He explained that so-called section 106 agreements, which attach conditions on a planning permission being granted, can often lead to extended negotiations that delay the planning application process.
Now Lewis is seeking views on plans to speed up the process, getting planning permission agreed and workers on site more quickly. He said they can add months to the planning process and stalling work on the homes communities want.
‘Section 106 planning agreements can bring great benefits to local communities but too often they drag out planning applications for months. I’m proposing measures that will speed up the process, get planning permissions granted quicker and workers on site earlier, all the while keeping the community benefits that these agreements can bring,’ he explained.
Section 106 agreements put requirements on planning applicants to make the proposals suitable for the area. These include mitigating a scheme’s impact such as through requiring improved transport to service it, providing an affordable housing element or requiring contributions from the applicant to be spent on other local schemes.
The proposals are now open for consultation and include setting clear time limits so section 106 negotiations are completed in line with the existing eight to 13 week target for planning applications to be processed rather than letting them slow the whole planning process down.
They also include requiring parties to start discussions at the beginning of the planning application process, rather than the current system where negotiations can often start towards the end.
There are plans for a dispute resolution process where negotiations stall preventing development, using standardised documents to avoid agreements being drafted from scratch for each and every application and potential legislation in the next Parliament to give the new measures teeth.

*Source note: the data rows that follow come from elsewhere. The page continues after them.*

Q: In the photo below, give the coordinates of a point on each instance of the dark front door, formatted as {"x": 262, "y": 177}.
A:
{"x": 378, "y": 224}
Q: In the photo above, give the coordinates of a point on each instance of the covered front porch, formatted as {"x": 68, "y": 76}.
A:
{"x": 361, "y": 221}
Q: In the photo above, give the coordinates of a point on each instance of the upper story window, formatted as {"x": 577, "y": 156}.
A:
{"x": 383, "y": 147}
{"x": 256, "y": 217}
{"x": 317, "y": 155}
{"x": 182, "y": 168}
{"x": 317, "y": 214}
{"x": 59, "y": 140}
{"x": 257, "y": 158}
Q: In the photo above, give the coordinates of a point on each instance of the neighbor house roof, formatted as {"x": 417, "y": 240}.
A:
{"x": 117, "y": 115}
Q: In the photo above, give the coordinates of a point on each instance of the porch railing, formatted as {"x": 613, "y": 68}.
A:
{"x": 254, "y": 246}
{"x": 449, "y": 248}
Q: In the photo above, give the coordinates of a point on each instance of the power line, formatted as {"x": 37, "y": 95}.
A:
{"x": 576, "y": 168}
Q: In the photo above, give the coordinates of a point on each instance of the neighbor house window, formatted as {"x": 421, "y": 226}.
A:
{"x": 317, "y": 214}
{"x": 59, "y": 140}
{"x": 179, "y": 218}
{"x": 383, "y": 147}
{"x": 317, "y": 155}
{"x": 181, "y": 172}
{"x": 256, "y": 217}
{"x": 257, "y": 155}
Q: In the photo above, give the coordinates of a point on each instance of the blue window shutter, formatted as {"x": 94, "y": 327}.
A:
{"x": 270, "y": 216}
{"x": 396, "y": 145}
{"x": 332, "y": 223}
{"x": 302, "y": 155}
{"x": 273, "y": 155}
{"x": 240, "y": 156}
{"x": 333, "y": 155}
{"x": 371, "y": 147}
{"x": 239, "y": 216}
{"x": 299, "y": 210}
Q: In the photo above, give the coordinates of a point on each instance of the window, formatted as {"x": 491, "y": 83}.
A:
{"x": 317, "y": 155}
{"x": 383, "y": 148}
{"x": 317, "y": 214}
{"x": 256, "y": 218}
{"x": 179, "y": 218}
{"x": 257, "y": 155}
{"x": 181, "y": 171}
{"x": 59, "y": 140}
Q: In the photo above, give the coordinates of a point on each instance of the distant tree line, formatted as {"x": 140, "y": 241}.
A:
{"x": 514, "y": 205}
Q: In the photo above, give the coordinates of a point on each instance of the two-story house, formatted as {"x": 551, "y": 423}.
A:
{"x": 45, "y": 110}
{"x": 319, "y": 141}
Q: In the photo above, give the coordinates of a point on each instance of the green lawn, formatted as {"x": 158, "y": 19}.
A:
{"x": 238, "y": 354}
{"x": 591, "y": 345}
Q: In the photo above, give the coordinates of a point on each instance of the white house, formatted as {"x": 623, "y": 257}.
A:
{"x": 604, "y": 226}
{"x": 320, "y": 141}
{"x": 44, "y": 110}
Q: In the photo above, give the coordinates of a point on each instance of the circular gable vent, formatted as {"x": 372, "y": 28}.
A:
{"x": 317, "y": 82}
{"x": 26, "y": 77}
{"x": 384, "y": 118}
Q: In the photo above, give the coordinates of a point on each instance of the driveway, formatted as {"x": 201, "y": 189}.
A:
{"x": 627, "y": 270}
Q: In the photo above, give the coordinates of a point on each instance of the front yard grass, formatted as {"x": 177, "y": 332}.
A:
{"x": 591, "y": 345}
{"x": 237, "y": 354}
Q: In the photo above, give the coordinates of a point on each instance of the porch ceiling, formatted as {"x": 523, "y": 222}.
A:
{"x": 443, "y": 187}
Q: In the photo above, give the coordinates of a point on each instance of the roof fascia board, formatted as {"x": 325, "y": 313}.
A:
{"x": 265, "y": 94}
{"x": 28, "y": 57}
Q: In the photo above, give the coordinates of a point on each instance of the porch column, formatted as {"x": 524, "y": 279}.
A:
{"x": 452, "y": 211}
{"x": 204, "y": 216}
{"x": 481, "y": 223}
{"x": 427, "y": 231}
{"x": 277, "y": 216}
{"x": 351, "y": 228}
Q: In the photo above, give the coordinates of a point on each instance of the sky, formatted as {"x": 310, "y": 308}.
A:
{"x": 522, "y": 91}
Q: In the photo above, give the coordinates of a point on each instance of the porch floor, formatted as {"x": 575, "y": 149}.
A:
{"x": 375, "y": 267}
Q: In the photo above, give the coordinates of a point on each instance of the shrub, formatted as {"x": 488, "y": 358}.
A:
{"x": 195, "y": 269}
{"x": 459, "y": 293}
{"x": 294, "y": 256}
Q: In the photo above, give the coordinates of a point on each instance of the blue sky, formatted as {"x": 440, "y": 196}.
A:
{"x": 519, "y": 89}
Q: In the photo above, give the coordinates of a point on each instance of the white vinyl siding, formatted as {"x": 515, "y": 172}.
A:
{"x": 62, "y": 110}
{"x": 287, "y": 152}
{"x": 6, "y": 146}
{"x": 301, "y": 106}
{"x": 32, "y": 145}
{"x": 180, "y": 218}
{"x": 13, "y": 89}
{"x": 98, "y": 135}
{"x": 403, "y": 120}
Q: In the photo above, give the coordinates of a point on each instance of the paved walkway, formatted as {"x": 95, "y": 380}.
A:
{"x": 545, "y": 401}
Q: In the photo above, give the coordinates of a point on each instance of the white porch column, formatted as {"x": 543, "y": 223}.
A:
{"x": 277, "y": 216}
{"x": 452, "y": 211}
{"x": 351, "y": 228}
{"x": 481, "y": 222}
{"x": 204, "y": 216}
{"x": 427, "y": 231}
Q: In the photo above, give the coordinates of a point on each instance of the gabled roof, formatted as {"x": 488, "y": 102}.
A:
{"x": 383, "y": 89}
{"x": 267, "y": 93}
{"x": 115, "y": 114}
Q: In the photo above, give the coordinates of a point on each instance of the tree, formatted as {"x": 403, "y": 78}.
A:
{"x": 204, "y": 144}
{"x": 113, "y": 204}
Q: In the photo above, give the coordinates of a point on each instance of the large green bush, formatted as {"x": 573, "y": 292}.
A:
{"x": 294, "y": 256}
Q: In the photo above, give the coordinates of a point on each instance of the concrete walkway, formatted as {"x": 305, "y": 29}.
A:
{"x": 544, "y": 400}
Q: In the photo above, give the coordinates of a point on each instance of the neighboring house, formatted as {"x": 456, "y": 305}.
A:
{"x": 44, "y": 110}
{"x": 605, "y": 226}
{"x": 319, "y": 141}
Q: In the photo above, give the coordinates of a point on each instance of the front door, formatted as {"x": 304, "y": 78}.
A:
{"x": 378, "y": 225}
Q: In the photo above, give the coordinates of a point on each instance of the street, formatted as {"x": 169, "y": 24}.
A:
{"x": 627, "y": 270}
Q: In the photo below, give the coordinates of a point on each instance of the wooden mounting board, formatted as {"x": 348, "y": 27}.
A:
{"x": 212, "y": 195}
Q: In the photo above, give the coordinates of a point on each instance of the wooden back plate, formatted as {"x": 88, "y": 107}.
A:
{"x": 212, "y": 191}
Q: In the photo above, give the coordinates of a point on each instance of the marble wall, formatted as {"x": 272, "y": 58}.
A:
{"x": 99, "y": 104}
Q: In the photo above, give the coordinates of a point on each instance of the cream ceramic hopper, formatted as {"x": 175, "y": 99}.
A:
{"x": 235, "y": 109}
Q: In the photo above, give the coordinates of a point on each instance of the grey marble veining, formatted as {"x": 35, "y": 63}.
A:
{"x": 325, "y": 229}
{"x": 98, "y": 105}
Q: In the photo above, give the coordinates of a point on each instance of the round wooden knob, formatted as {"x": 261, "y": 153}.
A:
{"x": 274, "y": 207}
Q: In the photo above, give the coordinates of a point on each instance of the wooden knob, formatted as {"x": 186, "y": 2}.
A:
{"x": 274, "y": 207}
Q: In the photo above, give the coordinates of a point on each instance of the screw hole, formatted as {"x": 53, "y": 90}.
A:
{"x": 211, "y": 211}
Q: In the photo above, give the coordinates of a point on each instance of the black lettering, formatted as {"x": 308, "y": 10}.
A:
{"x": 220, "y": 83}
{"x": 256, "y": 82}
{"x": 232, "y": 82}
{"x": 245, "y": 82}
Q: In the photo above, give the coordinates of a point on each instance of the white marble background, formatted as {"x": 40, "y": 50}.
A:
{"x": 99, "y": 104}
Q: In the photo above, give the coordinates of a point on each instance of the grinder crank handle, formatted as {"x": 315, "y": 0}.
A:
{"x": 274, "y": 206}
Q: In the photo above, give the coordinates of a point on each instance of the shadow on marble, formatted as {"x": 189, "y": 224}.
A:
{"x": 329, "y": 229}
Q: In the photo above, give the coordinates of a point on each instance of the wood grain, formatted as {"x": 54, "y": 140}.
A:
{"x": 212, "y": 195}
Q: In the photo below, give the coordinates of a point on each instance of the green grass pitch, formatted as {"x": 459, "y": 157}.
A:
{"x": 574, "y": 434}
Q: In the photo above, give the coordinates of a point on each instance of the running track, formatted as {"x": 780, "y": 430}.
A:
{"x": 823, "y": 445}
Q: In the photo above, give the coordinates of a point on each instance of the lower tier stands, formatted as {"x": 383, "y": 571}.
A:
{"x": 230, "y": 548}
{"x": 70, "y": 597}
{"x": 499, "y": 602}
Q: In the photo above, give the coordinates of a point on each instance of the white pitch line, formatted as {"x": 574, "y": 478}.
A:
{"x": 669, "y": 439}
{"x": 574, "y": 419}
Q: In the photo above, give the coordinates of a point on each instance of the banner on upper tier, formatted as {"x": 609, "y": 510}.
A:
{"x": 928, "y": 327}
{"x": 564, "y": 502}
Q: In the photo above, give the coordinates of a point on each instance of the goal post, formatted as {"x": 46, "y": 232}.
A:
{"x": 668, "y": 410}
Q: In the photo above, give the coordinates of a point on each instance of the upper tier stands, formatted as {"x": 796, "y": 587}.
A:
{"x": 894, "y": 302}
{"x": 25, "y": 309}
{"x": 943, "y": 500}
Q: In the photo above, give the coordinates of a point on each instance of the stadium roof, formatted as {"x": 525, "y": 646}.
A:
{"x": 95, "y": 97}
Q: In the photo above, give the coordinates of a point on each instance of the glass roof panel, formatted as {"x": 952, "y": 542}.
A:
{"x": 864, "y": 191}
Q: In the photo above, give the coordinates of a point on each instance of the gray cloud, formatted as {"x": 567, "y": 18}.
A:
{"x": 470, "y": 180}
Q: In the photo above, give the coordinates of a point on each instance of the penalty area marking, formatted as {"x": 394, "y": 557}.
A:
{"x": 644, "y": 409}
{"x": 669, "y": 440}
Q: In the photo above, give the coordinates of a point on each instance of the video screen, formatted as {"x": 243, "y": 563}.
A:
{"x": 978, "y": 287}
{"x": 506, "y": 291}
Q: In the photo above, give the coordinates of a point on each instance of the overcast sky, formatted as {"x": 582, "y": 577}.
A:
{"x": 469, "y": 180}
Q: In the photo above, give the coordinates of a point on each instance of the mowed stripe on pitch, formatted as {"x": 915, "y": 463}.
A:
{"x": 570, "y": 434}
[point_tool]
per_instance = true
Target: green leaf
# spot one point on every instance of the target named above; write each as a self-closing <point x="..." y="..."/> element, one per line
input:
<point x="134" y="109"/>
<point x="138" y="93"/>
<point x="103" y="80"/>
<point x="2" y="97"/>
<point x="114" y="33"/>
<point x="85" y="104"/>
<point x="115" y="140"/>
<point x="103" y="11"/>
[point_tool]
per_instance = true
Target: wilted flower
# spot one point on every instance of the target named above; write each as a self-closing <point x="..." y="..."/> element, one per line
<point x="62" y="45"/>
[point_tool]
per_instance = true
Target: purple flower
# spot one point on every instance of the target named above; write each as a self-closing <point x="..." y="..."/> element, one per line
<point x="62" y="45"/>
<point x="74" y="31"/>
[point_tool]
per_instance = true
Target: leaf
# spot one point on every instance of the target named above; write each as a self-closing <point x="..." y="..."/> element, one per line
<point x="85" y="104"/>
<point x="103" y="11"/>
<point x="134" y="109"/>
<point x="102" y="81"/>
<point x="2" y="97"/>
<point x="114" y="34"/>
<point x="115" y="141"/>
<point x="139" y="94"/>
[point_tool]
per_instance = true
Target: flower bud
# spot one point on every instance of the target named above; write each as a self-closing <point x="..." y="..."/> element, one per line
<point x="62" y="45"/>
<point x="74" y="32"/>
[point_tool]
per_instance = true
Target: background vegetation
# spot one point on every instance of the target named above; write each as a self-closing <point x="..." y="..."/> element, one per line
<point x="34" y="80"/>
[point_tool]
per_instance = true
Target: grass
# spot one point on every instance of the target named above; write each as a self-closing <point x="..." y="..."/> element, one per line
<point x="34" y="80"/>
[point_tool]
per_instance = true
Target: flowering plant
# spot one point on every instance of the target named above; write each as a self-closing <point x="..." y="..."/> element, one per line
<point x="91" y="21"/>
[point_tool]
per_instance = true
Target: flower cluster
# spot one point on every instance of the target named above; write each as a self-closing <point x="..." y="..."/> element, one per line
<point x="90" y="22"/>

Lewis pointed out that this is the latest in a range of measures the government has taken to improve the planning system. Others include introducing the National Planning Policy Framework to cut more than 1,000 pages of planning guidance to around 50 and making it easier to convert existing commercial and retail buildings for residential use.
Also on the agenda is removing the requirement for affordable housing and other contributions from small developers, saving up to £140,000 per home and at the same time maintaining strong protections for the green belt, which continues to prevent urban sprawl.
The consultation on these proposals runs until 19 March 2015 and also seeks views on removing the need to contribute to affordable housing where a developer is building student accommodation.